Some things are more important than flight schedules and making money, such as preserving human life. Kaiser Permanente, the nation's largest health maintenance organization, shut down its new kidney transplant center in San Francisco in 2006 after a whistleblower tipped state and federal regulators about the center's problem: Twice as many patients had died waiting for kidneys as had received transplants. Last July, California fined Kaiser $3 million for failing to address patients' complaints about the transplant program. Kaiser had incomplete, paper records on many patients and had trouble transferring data to the United Network for Organ Sharing (UNOS), which maintains a national database of patients and available organs. Information on some patients was temporarily lost.

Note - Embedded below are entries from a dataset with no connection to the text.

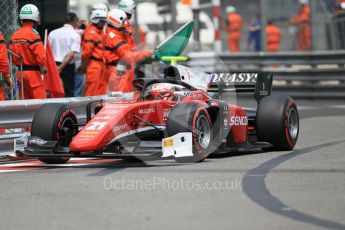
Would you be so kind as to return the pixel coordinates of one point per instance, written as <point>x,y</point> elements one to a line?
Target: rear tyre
<point>55,122</point>
<point>193,118</point>
<point>277,122</point>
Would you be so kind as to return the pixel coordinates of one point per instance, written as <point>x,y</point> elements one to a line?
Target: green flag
<point>176,43</point>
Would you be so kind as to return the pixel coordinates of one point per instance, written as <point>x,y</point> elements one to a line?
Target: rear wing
<point>259,83</point>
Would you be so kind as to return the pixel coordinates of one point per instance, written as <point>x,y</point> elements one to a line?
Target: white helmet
<point>303,2</point>
<point>128,6</point>
<point>230,9</point>
<point>116,18</point>
<point>97,16</point>
<point>100,6</point>
<point>29,12</point>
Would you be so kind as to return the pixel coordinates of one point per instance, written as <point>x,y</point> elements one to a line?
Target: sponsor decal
<point>225,122</point>
<point>194,95</point>
<point>37,141</point>
<point>228,78</point>
<point>168,142</point>
<point>93,133</point>
<point>120,127</point>
<point>96,125</point>
<point>166,114</point>
<point>102,118</point>
<point>239,121</point>
<point>146,111</point>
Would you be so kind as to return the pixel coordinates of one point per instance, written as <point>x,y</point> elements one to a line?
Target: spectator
<point>65,43</point>
<point>273,37</point>
<point>234,27</point>
<point>254,35</point>
<point>93,63</point>
<point>4,67</point>
<point>27,43</point>
<point>4,70</point>
<point>340,21</point>
<point>302,21</point>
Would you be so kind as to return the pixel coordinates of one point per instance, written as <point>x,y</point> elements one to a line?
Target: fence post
<point>217,29</point>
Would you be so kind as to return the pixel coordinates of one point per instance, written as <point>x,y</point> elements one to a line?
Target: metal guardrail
<point>319,74</point>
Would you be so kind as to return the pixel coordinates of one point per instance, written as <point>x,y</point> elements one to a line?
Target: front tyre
<point>277,122</point>
<point>193,118</point>
<point>55,122</point>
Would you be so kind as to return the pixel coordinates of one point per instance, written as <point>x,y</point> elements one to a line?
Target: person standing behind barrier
<point>273,37</point>
<point>128,6</point>
<point>93,62</point>
<point>234,27</point>
<point>65,43</point>
<point>302,21</point>
<point>116,49</point>
<point>254,36</point>
<point>27,43</point>
<point>4,70</point>
<point>4,67</point>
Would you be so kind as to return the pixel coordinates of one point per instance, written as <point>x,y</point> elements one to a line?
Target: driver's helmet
<point>162,91</point>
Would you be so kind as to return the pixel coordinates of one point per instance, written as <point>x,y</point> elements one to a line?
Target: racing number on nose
<point>96,125</point>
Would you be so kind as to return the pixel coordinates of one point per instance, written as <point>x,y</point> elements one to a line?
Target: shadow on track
<point>255,188</point>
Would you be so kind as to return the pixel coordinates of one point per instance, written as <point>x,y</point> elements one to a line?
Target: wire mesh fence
<point>8,24</point>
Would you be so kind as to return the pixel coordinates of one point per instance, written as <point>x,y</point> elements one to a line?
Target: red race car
<point>169,117</point>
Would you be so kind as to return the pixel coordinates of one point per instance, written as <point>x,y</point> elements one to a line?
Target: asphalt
<point>301,189</point>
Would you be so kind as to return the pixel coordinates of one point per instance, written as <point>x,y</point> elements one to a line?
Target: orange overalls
<point>93,49</point>
<point>118,50</point>
<point>234,26</point>
<point>4,67</point>
<point>302,20</point>
<point>273,38</point>
<point>27,43</point>
<point>129,35</point>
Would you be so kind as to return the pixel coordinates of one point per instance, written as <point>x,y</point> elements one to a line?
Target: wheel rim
<point>203,132</point>
<point>293,124</point>
<point>66,132</point>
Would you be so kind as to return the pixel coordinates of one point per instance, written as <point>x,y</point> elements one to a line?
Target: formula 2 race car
<point>169,117</point>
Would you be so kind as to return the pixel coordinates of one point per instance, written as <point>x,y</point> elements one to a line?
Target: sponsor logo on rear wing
<point>259,83</point>
<point>234,78</point>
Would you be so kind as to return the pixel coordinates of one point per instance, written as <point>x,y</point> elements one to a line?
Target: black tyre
<point>193,118</point>
<point>277,122</point>
<point>55,122</point>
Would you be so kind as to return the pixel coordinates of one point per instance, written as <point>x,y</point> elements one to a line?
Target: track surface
<point>303,189</point>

Finally, the disappointment of the year goes to the Recording Industry Association of America, which finally won a lawsuit against an individual for illegally downloading copyrighted music. The group won a $220,000 judgment against Jammie Thomas, a single mother and low-income Native American.
Many technologists are lamenting the proceedings, claiming Thomas' lawyer didn't understand the technology enough to mount a legitimate defense. The RIAA, though, is taking most of the PR heat, given the disproportionate size of the award.
Baseline staff and contributors Lawrence M. Walsh, David F. Carr, Deborah Gage, Doug Bartholomew, Mel Duvall, Laton McCartney and Ericka Chickowski produced this report.